My brain could NOT shut down without alcohol. I could NOT relax or socialize at parties without alcohol. By 5 pm most days I NEEDED a drink. I NEEDED that wine to make dinner, fold laundry, and help with homework. I NEEDED that wine to enjoy lunch at the beach on a Sunday afternoon.
If you take an addictive drug and feed it to your brain routinely your brain will begin to need that drug to handle your routine. Breaking my neurological addiction while still doing my routine was hard work but it has turned out to be the adventure of my life and my rock solid glorious sobriety is anything but colorless for me.
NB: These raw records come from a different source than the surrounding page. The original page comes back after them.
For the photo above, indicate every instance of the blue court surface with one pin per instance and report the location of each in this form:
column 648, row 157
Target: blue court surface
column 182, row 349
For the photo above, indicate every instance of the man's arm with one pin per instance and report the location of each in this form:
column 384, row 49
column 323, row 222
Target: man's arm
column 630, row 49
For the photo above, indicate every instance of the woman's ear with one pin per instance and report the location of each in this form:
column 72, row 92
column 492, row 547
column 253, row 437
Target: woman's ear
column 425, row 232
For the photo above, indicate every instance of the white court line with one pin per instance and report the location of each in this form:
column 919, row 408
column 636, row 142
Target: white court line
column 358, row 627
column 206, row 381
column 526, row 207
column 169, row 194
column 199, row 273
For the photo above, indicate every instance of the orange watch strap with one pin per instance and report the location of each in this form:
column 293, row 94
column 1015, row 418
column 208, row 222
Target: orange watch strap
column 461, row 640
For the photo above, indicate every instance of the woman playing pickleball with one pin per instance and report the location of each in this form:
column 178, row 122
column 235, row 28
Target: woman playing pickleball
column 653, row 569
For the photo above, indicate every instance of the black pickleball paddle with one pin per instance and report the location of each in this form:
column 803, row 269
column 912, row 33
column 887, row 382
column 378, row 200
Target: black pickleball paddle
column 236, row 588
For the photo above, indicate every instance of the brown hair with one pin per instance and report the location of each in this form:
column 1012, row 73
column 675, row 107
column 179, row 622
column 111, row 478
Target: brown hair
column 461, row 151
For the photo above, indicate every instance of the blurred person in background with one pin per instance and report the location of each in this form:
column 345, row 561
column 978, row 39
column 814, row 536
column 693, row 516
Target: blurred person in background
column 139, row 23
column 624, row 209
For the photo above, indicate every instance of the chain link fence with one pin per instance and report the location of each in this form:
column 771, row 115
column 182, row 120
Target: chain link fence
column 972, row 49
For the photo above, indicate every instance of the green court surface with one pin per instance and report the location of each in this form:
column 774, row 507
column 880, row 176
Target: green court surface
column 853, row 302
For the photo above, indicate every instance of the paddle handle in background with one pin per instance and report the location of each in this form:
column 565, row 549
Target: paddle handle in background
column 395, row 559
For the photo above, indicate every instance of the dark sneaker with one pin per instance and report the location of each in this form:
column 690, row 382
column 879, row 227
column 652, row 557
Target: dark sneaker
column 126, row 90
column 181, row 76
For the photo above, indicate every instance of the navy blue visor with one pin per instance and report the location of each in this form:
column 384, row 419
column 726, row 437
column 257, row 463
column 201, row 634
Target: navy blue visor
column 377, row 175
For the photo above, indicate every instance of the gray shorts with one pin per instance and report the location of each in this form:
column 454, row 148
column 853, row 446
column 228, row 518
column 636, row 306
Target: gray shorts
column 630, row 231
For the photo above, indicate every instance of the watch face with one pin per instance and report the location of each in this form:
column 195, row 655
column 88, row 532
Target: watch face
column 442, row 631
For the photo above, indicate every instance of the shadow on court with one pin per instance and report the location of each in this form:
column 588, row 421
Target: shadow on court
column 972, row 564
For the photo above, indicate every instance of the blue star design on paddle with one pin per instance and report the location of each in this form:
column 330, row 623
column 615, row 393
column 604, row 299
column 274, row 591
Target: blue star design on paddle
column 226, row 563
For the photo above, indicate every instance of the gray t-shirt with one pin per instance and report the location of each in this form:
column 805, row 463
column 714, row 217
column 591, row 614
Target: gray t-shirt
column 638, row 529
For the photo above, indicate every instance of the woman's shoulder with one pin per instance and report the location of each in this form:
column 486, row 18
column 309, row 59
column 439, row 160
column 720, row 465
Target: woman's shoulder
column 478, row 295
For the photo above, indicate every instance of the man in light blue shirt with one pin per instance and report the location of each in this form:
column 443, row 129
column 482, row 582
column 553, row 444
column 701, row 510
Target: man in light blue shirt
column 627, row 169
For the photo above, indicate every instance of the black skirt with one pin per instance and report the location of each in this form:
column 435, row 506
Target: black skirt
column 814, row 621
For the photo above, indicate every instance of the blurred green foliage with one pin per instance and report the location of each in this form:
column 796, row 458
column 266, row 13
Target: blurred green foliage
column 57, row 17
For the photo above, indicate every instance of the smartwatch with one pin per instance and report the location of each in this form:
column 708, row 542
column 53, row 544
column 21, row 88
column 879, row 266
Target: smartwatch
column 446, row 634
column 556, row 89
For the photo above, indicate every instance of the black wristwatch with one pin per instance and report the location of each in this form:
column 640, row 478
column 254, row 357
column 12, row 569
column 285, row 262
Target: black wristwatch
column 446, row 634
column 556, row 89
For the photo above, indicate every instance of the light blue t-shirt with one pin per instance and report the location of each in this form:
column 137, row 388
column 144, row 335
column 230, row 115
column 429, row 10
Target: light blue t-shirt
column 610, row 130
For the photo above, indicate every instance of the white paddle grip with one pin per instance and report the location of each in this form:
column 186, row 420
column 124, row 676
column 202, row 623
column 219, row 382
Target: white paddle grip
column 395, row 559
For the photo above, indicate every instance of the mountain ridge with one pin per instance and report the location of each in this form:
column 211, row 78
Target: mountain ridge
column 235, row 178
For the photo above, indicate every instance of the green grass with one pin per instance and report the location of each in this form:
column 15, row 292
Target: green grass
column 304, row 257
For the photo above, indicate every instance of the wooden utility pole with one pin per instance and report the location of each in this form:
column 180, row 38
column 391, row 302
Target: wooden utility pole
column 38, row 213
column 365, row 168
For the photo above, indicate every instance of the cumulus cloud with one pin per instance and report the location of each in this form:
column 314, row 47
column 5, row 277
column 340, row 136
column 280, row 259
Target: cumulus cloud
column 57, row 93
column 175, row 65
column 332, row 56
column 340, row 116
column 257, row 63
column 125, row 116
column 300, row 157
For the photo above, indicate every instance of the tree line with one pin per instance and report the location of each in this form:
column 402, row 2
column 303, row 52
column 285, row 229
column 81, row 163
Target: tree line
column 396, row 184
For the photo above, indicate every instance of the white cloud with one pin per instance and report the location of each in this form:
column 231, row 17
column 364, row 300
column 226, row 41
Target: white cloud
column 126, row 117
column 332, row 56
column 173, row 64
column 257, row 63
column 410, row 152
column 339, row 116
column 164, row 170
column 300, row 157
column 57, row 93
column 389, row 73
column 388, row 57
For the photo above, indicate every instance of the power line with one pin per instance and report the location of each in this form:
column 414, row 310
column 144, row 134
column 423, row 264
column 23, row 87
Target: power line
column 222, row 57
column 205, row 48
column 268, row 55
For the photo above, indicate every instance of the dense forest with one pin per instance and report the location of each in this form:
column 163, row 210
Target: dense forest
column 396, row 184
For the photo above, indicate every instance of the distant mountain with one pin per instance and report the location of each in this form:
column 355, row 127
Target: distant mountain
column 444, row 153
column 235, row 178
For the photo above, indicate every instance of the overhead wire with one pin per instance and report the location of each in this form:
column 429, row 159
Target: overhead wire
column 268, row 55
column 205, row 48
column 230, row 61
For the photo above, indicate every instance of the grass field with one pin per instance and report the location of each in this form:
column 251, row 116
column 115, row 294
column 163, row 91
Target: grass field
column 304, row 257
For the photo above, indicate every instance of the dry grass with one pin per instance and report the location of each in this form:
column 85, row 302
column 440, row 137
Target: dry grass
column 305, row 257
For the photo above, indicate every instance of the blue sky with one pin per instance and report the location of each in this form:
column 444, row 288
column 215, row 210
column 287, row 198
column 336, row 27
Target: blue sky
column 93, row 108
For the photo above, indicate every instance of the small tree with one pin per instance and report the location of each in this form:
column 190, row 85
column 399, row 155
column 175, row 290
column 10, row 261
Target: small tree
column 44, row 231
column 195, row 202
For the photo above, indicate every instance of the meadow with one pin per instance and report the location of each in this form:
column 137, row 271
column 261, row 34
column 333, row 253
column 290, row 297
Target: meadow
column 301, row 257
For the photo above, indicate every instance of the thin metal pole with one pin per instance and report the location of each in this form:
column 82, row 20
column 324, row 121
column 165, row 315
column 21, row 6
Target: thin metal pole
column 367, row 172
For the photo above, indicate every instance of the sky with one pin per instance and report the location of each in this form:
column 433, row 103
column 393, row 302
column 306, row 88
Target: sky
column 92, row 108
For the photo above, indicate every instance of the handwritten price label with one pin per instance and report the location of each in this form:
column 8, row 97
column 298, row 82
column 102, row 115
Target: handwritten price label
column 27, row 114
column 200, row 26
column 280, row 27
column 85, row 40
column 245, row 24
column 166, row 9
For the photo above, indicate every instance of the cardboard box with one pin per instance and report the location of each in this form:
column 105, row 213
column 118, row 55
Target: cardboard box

In the months leading up to my last day one on March 6, 2015, I read a lot of books about how to stop drinking. I read self-help books and addiction-recovery bios and books with perspective from Alcoholics Anonymous and I started to slowly build a positive view of sobriety as something less than a death sentence.
I started to see that it WAS possible to stop and stay stopped but it wouldn’t be easy and then I found my key.
I stumbled over the sobriety blogs Unpickled , Sober at Sixty and Tired of Thinking about Drinking, and I learned that the passive reading I was doing might help but writing and discussing, making myself accountable daily, telling my story and reading the stories of others, was the solution to retraining my addicted brain.
I have never kept a diary or a journal and I am legendary for my inability to spell. It was not easy for me to begin blogging but the daily routine of putting my thoughts and fears and ideas out there in a private, supportive community with no rules but mutual respect and honesty has given me back every ounce of self-respect that I lost to my addiction.
I shuffle through the thoughts in my head each morning and chose which direction I will go.

It was not an instant process by any means and it continues each day as I move forward from day 1 to 100 to 10,000 but by telling my story it evolves and I evolve more fully. When I write I define my reality and am taking back the self-determination that was lost to my addiction.
This beautiful mind of mine is powerful and free in my colorful sobriety.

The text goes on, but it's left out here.